Lorsque la nouvelle est sortie sur la place publique, lundi, le Centre intégré universitaire de santé et de services sociaux de la Mauricie et du Centre-du-Québec a émis un communiqué dans lequel l'organisme présentait ses excuses. Le CIUSSS affirmait avoir contacté les familles afin d'offrir tout soutien.

Mis au courant des prétentions de Nicole et de Marcel Léveillé, le service des communications du CIUSSS a effectué mercredi une vérification auprès de la direction de l'organisme.

Selon Guillaume Cliche, des excuses ont bel et bien été présentées aux deux familles concernées par la mauvaise identification de deux corps.

«J'ai la confirmation que la famille Léveillé a été contactée à plus d'une reprise pour offrir du soutien et présenter des excuses. C'est la gestionnaire responsable des services de la morgue qui a contacté la famille», soutient M. Cliche, agent d'information au CIUSSS de la Mauricie et du Centre-du-Québec.

La famille affirme avoir été contactée par une psychologue qui offrait ses services pour l'aider à la suite du décès de Réjean Léveillé, mais jamais pour l'informer de l'erreur d'identification. M. Cliche ne veut pas se lancer dans un débat à savoir qui dit vrai ou faux. Mais il assure que la gestionnaire en question s'est excusée.

«Ce qu'il faut comprendre est que l'objectif poursuivi par le CIUSSS, lundi, était de présenter nos excuses aux familles et offrir tout soutien. Et de leur dire que notre porte est ouverte en tout temps. Mais on comprend que c'est émotif. Est-ce que ça a été mal compris? Peut-être que ça a été mal perçu. Si ça a été compris différemment, on s'en voit désolé.»

Rien à cacher

Le Groupe Garneau est propriétaire du Centre funéraire Châteaudun.

Valérie Garneau croit que son entreprise aurait probablement dû aviser la famille Léveillé de l'erreur d'identification dès samedi, alors que les corps de M. Léveillé et de Jean-Guy Bouchard ont été transférés entre sa résidence funéraire et le complexe JD Garneau, même si l'erreur d'identification a été commise par l'hôpital de Trois-Rivières.

«On est une entreprise qui fonctionne en disant la vérité. On n'a rien à cacher. Notre embaumeur était en congé en fin de semaine. Le corps ne pouvait donc pas être préparé durant la fin de semaine. Il a été placé en chambre réfrigéré. On n'avait pas encore ouvert le linceul.

Lundi, avec l'embaumeur, on a fait préparer le corps et on a avisé la famille pour qu'elle vienne voir le corps afin d'éviter tout malentendu.

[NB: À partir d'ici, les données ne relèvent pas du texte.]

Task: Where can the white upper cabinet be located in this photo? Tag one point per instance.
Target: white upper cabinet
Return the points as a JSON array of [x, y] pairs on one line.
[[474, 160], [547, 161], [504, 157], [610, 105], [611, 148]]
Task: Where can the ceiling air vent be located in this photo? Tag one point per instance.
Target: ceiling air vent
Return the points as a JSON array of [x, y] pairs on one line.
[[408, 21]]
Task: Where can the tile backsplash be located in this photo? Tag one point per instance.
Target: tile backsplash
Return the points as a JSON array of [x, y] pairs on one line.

On voulait aussi les aviser de l'erreur d'identification, mais on ne voulait pas faire ça par téléphone. Mais tout a été plus vite», explique Mme Garneau, en faisant référence au tourbillon médiatique entourant l'histoire.

D'autre part, le centre funéraire a été contacté par l'hôpital, lundi, selon les informations fournies par des employés du centre funéraire à Valérie Garneau.

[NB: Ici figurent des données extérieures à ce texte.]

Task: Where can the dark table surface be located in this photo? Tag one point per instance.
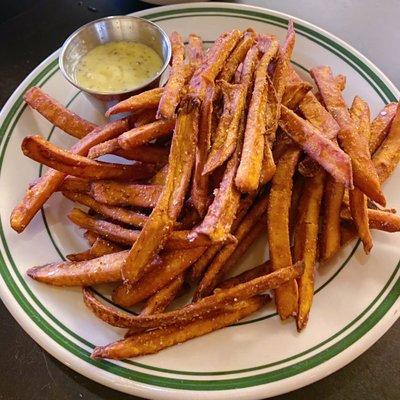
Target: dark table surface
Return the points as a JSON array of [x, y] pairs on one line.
[[29, 31]]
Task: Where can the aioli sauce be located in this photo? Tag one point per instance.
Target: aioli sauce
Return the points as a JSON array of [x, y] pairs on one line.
[[117, 66]]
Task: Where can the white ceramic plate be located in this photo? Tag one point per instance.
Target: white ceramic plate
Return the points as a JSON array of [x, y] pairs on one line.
[[356, 299]]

«L'hôpital a parlé avec des gens chez nous lundi pour dire qu'il allait s'excuser auprès des familles. Une personne de l'hôpital a dit avoir communiqué lundi avec la famille», ajoute Mme Garneau.

Cette dernière précise que son entreprise applique un processus rigoureux d'identification de toute dépouille. Ce travail est effectué lorsque l'embaumeur ouvre le linceul pour préparer le corps afin qu'il soit présenté durant quelques instants à la famille.

Le Groupe Garneau possède sept centres funéraires, dont plusieurs dans la région de Lévis.

Depuis la diffusion de cette nouvelle, en début de semaine, les résidents de ce secteur demandent davantage à voir leur défunt lorsqu'il est rendu dans une résidence funéraire, selon Valérie Garneau.